Making a Custom Object Detector using Pre-trained Model in Tensorflow

Recent development in computer vision has enabled exciting new technologies like self-driving cars, gesture recognition, and machine vision. The processing power required to create computer vision models was a barrier of entry for those interested in exploring this technology. However, this is no longer the case with pre-trained models today.

Instead of training your own model from scratch, you can build on existing models and fine-tune them for your own purpose without requiring as much computing power.

In this tutorial, we’re going to get our hands dirty and train our own corgi detector using a pre-trained SSD MobileNet V2 model.

1. Installation

This tutorial is based on Anaconda virtual environment with Python 3.6.

1.1 Tensorflow

Install Tensorflow using the following command:

$ pip install tensorflow

If you have a GPU that you can use with Tensorflow:

$ pip install tensorflow-gpu

1.2 Other dependencies

$ pip install pillow Cython lxml jupyter matplotlib

# Install protobuf using Home Brew
$ brew install protobuf

For protobuf installation on other OS, follow the instructions here.

1.3 Clone the Tensorflow models directory

In this tutorial, we're going to use resources in the Tensorflow models directory. Since it does not come with the Tensorflow installation, we need to clone it from their Github repo:

First change into the Tensorflow directory

# For example: ~/anaconda/envs/<your_env_name>/lib/python3.6/site-packages/tensorflow

$ cd <path_to_your_tensorflow_installation>

Clone the tensorflow models repository

$ git clone https://github.com/tensorflow/models.git

From this point on, this directory will be referred to as the models directory

1.4 Setting up the environment

Every time you start a new terminal window to work with the pre-trained models, it is important to compile Protobuf and change your PYTHONPATH.

$ cd <path_to_your_tensorflow_installation>/models/research/

$ protoc object_detection/protos/*.proto --python_out=.

$ export PYTHONPATH=$PYTHONPATH:`pwd`:`pwd`/slim

Run a quick test to confirm that the Object Detection API is working properly:

$ python object_detection/builders/model_builder_test.py

If the result looks like the following, you're ready to proceed to the next steps!

...............
----------------------------------------------------------------------
Ran 15 tests in 0.123s

OK

To make this tutorial easier to follow along, make sure you have the following folder structure within the models/ directory you just cloned:

models 
    ├── annotations
    |   └── xmls    
    ├── images
    ├── checkpoints
    ├── tf_record
    ├── research
    ...

These folders will be used to store required components for our model as we proceed.

2. Collect images

Data preparation is the most important part of training your own model. Since we're going to train a corgi detector, the first step is gathering pictures of corgis! About 200 of them would be sufficient.

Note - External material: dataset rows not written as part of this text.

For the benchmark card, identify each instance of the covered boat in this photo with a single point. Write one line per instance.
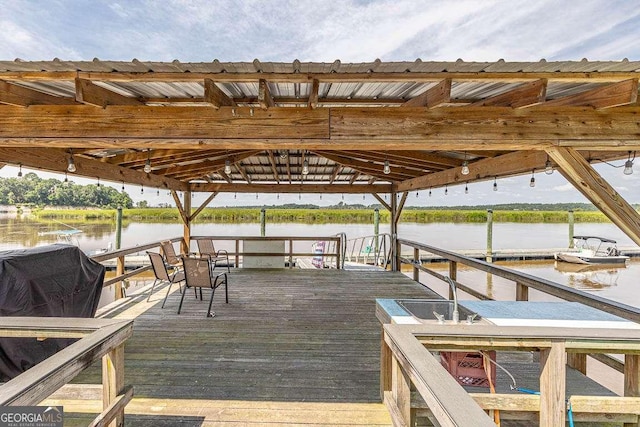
(592, 250)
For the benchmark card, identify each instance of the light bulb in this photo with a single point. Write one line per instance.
(548, 168)
(387, 168)
(71, 166)
(465, 168)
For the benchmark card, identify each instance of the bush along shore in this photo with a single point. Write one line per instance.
(320, 216)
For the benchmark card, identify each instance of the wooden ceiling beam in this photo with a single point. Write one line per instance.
(264, 95)
(215, 96)
(274, 167)
(293, 188)
(21, 96)
(313, 95)
(90, 93)
(56, 161)
(432, 97)
(524, 95)
(507, 165)
(612, 95)
(587, 181)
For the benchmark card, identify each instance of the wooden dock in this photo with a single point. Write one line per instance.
(292, 347)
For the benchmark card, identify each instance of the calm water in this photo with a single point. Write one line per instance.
(617, 284)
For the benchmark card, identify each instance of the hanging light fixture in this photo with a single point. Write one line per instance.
(532, 181)
(147, 165)
(548, 167)
(628, 165)
(71, 165)
(465, 165)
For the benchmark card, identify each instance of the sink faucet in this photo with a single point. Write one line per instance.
(454, 291)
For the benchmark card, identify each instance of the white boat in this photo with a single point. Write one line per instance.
(592, 250)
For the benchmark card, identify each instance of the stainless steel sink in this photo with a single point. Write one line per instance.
(424, 309)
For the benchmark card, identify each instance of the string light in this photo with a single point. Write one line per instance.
(465, 165)
(71, 165)
(548, 167)
(147, 165)
(532, 181)
(628, 165)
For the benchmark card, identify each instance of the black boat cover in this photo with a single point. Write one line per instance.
(47, 281)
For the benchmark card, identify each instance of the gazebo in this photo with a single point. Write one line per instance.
(307, 127)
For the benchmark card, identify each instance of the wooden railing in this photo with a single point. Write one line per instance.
(99, 339)
(407, 361)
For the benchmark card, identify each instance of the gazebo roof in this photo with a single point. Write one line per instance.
(267, 120)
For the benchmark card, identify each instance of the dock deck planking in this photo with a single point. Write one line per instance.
(292, 347)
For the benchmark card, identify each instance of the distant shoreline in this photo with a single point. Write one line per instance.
(321, 216)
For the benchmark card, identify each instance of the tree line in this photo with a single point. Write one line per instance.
(31, 190)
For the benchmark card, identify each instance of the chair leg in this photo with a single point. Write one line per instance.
(151, 291)
(209, 313)
(166, 296)
(182, 298)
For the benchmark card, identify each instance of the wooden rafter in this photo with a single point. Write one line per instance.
(215, 96)
(524, 95)
(585, 179)
(274, 167)
(264, 95)
(90, 93)
(607, 96)
(294, 188)
(432, 97)
(21, 96)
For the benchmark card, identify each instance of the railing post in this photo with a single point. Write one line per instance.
(416, 263)
(571, 220)
(113, 381)
(453, 275)
(489, 235)
(522, 292)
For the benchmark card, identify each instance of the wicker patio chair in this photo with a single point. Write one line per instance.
(199, 274)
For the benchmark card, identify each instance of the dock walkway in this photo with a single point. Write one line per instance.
(292, 347)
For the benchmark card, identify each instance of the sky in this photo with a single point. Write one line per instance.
(326, 30)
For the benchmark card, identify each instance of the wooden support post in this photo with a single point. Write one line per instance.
(489, 235)
(571, 221)
(386, 357)
(185, 245)
(553, 369)
(578, 361)
(113, 381)
(453, 274)
(402, 394)
(632, 379)
(416, 263)
(522, 292)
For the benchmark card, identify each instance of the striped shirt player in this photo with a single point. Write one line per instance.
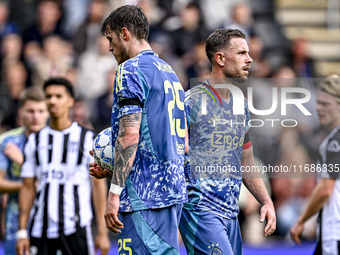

I recommend using google-images-download to download images. It searches Google Images and then download images based on the inputs you provided. In the inputs, you can specify search parameters such as keywords, number of images, image format, image size, and usage rights.

Since we're downloading more than 100 images at a time, we need a chromedriver in the models directory (download here). You could use this sample command to download images. Make sure all your images are in the jpg format:

# From tensorflow/models

$ googleimagesdownload --keywords 'welsh corgi dog' \
    --limit 200 \
    --size medium \
    --chromedriver chromedriver \
    --format jpg

After downloading, save all images to models/images/. To make subsequent processes easier, let's rename the images as numbers (e.g. 1.jpg, 2.jpg) by running the following script:

3. Label your data set

Once you've collected all the images you need, you need to label them manually. There are many packages that serve this purpose. labelImg is a popular choice.

labelImg provides a user-friendly GUI. Plus, it saves label files (.xml) in the Pascal VOC format, which makes subsequent data conversion easier. Here's what a labelled image looks like in labelImg:

corgi_screenshot.png

Double check that every image has a corresponding .xml file and save them in models/annotations/xmls/.

4. Create Label Map (.pbtxt)

Classes need to be listed in the label map. Since we're only detecting corgis, the label map should contain only one item like the following:

Note that id should start from 1, because 0 is a reserved id. Save this file as label_map.pbtxt in models/annotations/

5. Create trainval.txt

trainval.txt is a list of image names without file extensions. Since we have sequential numbers for image names, the list should look like this:

Save this file as trainval.txt in models/annotations/

6. Create TFRecord (.record)

TFRecord is an important data format designed for Tensorflow. (Read more about it here). Before you can train your custom object detector, you must convert your data into the TFRecord format.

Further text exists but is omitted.